As a Mac user with a broadcast media background from way back in the last century I have more than my fair share of audio recording and editing apps. I know what you’re thinking. “Why would anyone need another audio app when Garageband is included with each new Mac?”
As a multi-track audio recorder and mixer, Garageband is very good, but also very limited, and the target user is the Mac user with limited requirements. That explains why Apple has not done much to improve or add features to Garageband beyond the basics.
For Mac users who need a little more than Garageband can provide, especially with audio editing, audio file conversions, and prefers an approachable user interface, there’s Sound Studio. In one version or another, Sound Studio has been around for years and I’ve purchased at least three versions spanning both 20th and 21st centuries.
The interface is standard for audio apps, and the price modest, relative to the package of features, which includes effects and filters, and file format conversions. Audio recording and editing is straightforward, but provides easier sound wave editing than Garageband.
Tools and features are easy to find. Transport controls are on the bottom, volume meters on the left side (stereo) and editing controls and options are on the top in the toolbar.
The list of audio file formats that can be saved in Sound Studio is extensive. There’s the basic AIFF, AIFF-C, Wave, MPEG-4 AAC, Ogg Vorbis, NeXT Sun, Flac, CAF, and Apple Lossless. A few dozen effects and filters are built in to Sound Studio, including fade, normalize, compressor, expander, noise gate, amplify, volume, reverse audio, reverb, graphic EQ, and many others.
Considering the nominal price tag, Sound Studio is packed with capability. It runs AudioUnit plugins and comes with support for AppleScript and Automator. It records and plays back on two channels and multiple tracks but the number of tracks is limited only by your Mac’s CPU and memory.
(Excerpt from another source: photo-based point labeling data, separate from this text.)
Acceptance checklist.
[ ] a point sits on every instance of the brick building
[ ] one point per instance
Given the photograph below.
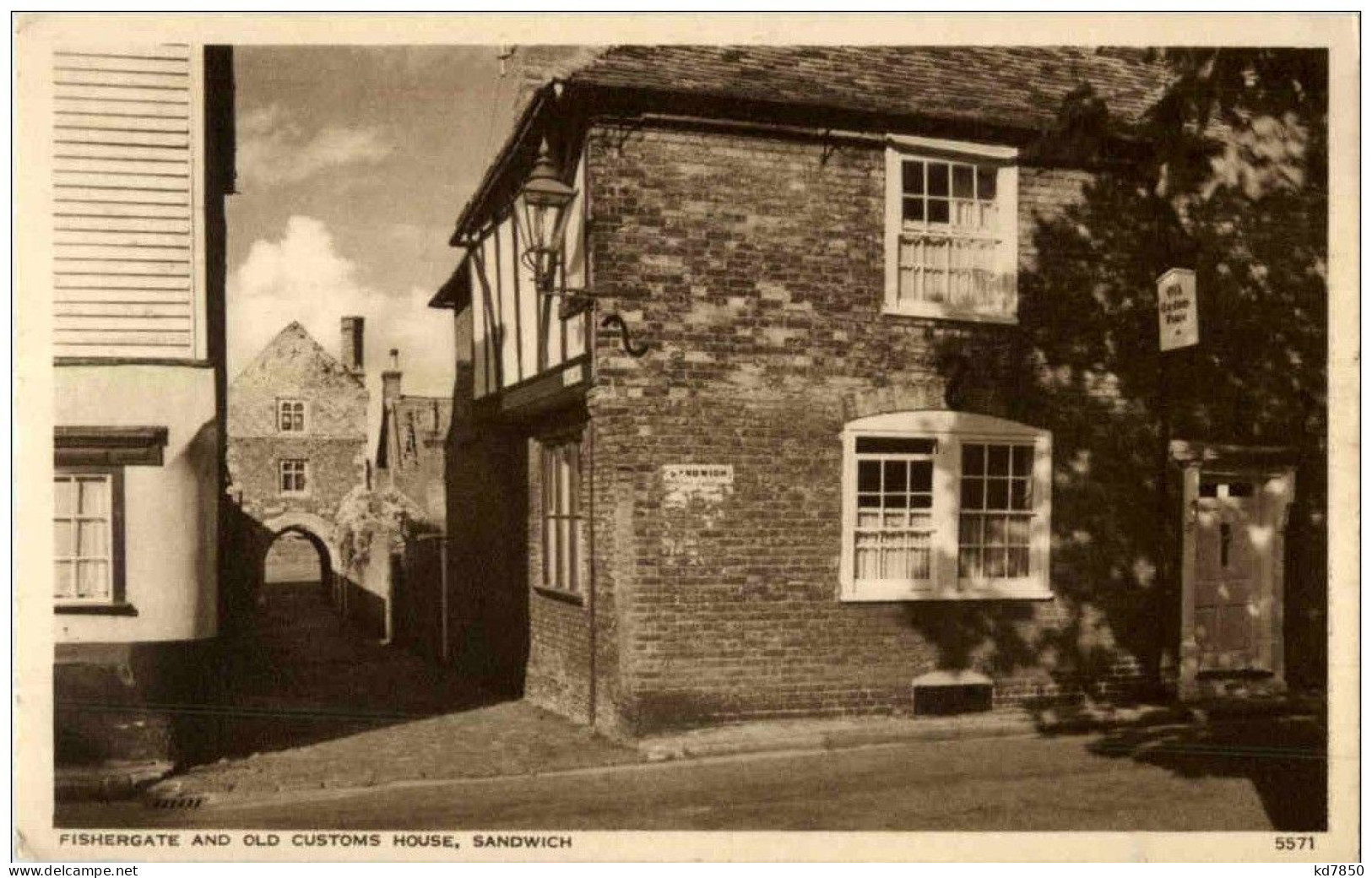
(409, 449)
(849, 416)
(298, 443)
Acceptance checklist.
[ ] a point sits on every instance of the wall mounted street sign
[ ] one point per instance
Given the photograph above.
(1179, 324)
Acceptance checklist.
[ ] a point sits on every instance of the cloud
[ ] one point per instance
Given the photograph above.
(302, 276)
(274, 149)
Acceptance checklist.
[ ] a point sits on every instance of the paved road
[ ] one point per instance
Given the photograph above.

Editing audio tracks is far easier in Sound Studio than in Garageband and options are much easier to find and use. That makes it good for recording and editing podcasts, music sessions, audio interviews, with plenty of options to reduce noise and sweeten the audio with EQ and plugins.
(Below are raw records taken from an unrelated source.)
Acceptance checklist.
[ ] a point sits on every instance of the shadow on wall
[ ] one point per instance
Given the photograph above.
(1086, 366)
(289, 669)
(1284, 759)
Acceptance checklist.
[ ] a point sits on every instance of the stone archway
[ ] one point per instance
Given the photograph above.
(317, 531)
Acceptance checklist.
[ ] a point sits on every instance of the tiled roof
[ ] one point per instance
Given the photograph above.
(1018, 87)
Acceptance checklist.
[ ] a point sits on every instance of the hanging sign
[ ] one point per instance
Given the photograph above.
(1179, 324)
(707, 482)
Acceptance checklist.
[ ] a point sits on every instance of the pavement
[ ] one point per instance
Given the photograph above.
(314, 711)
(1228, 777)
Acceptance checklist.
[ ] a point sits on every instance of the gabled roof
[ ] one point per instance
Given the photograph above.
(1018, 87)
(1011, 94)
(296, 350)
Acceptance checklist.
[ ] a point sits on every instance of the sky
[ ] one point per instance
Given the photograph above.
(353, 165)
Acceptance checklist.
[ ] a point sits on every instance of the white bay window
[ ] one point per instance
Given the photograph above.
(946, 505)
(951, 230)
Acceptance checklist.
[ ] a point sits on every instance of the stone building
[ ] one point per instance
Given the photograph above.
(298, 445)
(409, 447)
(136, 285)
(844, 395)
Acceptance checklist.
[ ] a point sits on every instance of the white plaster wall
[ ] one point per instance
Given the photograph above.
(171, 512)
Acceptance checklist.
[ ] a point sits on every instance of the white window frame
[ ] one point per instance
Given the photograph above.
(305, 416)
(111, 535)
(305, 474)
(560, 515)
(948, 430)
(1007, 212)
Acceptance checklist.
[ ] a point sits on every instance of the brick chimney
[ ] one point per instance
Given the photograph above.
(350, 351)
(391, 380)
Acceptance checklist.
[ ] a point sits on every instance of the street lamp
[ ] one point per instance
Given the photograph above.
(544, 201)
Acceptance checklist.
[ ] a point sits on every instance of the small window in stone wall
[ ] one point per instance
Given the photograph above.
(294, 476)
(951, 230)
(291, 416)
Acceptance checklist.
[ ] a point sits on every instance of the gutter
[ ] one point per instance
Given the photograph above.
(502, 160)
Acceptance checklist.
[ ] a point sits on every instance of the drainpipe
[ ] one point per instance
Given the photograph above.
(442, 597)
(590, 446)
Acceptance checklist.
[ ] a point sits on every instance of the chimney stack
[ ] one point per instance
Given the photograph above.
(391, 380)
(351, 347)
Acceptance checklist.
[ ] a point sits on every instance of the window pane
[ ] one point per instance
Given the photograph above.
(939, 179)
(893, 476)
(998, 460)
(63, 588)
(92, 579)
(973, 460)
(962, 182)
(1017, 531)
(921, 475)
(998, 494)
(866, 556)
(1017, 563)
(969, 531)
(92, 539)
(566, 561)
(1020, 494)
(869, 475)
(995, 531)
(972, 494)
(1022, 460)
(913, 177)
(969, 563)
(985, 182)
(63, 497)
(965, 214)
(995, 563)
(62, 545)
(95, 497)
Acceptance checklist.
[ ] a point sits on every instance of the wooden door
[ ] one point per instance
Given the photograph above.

Unlike Garageband, however, Sound Studio doesn’t directly open movie files so you can sweeten the audio, doesn’t support Windows Media Audio files (a dying breed), and there is a problem with MP3 files on OS X El Capitan (work arounds are effective on older versions of OS X).
As useful as Sound Studio can be, I have two other favorites. The first is Twisted Wave which has similar features but a heftier price tag, but it also has iPhone and iPad versions. For simple and straightforward audio recording and editing I’ve used Amadeus Pro for many years, and neither of those apps have the same MP3 problems found in Sound Studio.